Published 09/11/2019, 06:01 AM

Market movers today

  • The only releases worth noting today are Spanish industrial production figures for July and OPEC's monthly oil market report, which will contain forecasts for both demand and supply.

Selected market news

It has been fairly quiet overnight as markets still await crucial monetary policy decisions from especially the Fed next week and the ECB this Thursday. This morning most Asian equity indices are trading in green following US counterparties after a late rally during the US session characterised by continued 'value' buying and 'growth' selling. Notably the FI sell-off eased somewhat overnight with 10Y US treasury yields falling back from a one month high. Also 2Y US swap rates are modestly lower this morning after a fairly consistent sell-off that has seen the rate go from 1.42% to a high of 1.68% in just one week.

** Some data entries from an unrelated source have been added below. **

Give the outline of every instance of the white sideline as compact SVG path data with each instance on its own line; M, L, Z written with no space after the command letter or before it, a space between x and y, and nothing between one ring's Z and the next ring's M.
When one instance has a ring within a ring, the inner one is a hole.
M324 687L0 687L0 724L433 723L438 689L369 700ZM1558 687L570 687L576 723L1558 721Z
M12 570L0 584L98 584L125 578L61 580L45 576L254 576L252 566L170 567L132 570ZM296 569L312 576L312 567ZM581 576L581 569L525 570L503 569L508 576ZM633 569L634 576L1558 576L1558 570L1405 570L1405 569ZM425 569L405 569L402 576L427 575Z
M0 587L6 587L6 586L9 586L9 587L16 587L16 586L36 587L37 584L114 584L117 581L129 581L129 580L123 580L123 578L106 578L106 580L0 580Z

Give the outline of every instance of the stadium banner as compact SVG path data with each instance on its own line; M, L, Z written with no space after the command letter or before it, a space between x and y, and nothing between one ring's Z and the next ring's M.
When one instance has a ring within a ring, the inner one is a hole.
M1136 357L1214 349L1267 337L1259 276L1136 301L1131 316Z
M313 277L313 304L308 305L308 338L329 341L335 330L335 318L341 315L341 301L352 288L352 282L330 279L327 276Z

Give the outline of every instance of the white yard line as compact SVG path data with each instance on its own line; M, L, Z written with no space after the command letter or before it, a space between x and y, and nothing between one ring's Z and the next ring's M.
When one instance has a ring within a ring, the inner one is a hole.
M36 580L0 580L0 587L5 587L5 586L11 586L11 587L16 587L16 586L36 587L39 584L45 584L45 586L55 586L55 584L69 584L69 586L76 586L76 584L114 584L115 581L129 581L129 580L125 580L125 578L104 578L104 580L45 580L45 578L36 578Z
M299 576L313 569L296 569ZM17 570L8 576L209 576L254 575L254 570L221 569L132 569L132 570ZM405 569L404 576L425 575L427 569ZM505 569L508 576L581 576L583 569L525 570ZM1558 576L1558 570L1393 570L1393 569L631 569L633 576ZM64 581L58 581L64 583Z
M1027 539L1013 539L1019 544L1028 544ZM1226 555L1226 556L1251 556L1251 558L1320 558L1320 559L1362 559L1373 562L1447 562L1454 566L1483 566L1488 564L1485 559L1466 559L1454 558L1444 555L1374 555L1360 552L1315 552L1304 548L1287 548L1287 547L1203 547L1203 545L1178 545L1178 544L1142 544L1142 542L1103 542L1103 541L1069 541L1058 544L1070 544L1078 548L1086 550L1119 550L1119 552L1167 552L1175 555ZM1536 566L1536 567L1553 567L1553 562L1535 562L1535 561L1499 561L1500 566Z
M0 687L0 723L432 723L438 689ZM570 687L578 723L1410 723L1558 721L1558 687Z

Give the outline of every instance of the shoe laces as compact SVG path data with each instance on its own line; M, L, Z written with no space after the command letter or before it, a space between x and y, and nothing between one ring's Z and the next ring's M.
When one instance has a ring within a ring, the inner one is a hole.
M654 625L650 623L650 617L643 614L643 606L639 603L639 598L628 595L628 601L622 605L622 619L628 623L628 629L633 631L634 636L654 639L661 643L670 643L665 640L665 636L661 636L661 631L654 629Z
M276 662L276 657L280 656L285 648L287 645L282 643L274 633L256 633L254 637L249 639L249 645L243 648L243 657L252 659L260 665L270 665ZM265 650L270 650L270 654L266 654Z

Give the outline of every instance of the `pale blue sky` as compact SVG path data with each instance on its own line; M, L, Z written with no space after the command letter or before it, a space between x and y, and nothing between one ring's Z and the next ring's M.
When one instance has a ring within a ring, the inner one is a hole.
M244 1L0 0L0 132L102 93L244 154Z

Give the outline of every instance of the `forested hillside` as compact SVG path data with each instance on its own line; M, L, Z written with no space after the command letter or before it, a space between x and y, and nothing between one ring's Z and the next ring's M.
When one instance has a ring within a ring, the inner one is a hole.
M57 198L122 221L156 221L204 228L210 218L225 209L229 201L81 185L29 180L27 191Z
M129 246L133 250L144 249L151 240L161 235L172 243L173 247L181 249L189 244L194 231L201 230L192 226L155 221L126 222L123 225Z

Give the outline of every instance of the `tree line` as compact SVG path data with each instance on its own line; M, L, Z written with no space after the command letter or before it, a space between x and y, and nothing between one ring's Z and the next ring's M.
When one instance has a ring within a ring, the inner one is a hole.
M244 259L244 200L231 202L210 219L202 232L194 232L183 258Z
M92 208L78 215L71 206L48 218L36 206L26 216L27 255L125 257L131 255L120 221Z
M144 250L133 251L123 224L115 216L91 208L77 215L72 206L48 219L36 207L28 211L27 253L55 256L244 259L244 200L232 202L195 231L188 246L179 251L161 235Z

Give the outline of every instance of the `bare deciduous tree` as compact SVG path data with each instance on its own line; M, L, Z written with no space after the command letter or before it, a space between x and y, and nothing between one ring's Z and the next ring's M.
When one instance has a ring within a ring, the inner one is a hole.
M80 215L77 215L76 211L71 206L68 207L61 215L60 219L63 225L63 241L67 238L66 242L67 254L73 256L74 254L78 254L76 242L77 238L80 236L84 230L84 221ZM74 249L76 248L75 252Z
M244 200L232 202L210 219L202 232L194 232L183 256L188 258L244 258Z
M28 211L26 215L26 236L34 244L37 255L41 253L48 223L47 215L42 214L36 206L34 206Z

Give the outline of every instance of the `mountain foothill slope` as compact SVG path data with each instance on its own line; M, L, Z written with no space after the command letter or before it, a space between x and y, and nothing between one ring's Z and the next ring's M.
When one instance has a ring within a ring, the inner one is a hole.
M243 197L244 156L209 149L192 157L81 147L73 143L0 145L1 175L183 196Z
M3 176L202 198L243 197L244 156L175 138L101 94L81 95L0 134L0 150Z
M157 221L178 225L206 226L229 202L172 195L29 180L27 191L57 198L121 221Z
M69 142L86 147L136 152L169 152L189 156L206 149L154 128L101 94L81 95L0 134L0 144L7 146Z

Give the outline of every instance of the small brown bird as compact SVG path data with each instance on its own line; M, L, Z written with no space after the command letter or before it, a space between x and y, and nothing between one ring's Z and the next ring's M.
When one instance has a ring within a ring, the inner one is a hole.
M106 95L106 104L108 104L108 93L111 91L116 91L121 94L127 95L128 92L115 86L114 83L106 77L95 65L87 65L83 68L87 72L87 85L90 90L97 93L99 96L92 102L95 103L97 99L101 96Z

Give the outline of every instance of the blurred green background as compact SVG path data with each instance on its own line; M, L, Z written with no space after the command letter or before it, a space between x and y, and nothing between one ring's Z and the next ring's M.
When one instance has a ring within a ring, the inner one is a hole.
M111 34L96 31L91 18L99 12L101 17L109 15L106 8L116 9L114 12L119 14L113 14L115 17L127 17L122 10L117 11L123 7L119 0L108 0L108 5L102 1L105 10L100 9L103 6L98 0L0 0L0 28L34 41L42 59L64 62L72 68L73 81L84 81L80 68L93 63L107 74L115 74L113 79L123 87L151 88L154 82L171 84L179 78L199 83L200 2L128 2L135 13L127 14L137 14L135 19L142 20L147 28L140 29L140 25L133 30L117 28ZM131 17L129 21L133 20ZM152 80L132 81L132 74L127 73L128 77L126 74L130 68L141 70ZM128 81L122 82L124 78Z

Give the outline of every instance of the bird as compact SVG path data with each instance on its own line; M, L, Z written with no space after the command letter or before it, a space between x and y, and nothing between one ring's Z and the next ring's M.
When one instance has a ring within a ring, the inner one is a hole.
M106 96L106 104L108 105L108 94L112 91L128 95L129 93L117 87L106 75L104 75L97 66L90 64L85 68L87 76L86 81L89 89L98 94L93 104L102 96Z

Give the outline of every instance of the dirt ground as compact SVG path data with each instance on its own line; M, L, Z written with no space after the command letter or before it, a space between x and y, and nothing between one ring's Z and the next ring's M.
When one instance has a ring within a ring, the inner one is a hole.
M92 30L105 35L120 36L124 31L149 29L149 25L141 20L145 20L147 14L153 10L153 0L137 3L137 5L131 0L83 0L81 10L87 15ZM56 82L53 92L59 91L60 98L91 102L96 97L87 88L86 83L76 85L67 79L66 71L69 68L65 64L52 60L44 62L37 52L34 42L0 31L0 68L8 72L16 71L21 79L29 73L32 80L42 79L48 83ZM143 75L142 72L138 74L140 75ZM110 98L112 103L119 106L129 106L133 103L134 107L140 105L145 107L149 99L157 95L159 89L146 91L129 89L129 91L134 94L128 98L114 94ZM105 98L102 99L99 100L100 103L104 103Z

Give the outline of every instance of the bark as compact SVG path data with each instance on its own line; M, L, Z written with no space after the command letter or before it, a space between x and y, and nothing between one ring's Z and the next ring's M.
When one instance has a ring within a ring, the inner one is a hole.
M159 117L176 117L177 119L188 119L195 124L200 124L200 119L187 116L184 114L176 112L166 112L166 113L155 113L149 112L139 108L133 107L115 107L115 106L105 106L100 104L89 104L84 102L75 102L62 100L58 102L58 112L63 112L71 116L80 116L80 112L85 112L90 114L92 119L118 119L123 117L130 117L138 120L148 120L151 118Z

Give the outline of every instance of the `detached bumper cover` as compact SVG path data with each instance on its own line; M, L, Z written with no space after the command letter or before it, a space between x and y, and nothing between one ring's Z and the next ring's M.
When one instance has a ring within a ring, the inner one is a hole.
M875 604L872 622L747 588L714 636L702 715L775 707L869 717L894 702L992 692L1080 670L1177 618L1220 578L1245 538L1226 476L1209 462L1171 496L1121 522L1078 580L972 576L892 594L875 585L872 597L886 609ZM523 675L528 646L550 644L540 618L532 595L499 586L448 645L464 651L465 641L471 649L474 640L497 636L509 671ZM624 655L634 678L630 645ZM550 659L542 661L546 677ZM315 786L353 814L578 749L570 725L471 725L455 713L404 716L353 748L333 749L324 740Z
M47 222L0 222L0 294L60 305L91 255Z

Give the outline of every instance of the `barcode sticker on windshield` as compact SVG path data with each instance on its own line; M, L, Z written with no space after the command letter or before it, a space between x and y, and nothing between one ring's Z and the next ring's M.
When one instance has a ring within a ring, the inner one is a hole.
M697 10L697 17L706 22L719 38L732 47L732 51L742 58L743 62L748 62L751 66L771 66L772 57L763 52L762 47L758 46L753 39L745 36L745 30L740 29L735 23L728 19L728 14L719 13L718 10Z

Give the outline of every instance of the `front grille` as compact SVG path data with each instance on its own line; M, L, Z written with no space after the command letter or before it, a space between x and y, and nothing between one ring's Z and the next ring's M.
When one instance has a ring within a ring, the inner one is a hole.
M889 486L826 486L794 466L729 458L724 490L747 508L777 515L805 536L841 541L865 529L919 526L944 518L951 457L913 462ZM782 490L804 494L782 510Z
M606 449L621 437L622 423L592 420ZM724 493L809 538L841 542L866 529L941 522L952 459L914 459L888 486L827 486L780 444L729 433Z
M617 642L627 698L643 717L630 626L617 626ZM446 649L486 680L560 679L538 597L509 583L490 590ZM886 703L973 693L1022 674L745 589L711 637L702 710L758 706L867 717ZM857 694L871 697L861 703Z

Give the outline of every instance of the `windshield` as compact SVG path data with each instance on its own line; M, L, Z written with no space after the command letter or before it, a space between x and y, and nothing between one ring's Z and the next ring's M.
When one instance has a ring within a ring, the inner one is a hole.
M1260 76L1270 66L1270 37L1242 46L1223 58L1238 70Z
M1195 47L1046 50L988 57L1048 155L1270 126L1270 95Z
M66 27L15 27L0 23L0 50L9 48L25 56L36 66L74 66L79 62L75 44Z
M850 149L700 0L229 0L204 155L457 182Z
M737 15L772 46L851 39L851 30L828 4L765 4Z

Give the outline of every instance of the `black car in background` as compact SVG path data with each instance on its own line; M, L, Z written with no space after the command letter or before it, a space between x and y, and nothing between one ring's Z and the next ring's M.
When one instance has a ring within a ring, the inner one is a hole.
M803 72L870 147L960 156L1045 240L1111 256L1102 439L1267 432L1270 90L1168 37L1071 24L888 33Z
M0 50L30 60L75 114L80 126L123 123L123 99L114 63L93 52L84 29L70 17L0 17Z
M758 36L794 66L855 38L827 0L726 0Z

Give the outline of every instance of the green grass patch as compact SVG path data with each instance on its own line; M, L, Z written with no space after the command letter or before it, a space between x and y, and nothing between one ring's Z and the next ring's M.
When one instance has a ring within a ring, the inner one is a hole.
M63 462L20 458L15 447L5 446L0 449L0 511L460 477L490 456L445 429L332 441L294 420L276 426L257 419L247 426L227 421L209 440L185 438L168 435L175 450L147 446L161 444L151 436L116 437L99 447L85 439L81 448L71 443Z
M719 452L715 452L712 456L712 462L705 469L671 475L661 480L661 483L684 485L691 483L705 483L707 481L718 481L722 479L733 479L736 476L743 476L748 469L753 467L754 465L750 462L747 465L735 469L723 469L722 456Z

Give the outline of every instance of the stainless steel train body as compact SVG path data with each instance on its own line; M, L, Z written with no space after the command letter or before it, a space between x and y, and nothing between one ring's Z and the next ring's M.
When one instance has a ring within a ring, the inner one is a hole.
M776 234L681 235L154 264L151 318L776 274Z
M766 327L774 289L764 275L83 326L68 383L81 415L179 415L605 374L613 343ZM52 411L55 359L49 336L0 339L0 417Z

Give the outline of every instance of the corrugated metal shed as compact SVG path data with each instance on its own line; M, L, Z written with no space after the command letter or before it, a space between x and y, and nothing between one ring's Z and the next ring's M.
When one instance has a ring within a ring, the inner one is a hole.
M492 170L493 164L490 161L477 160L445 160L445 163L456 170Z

Yesterday US President Donald Trump ( presumably ) fired his national security advisor John Bolton who has been known for his notoriously hard-line approach against US adversaries. It is well known that Trump's and Bolton's working relationship has deteriorated lately and it seems Bolton advising against a meeting with the Taliban was the straw that broke the camel's back. The market impact was limited upon announcement even though oil slid a little as it could mean a softer stance against Iran. Trump stated he will announce a new - and fourth under his presidency - national security advisor next week.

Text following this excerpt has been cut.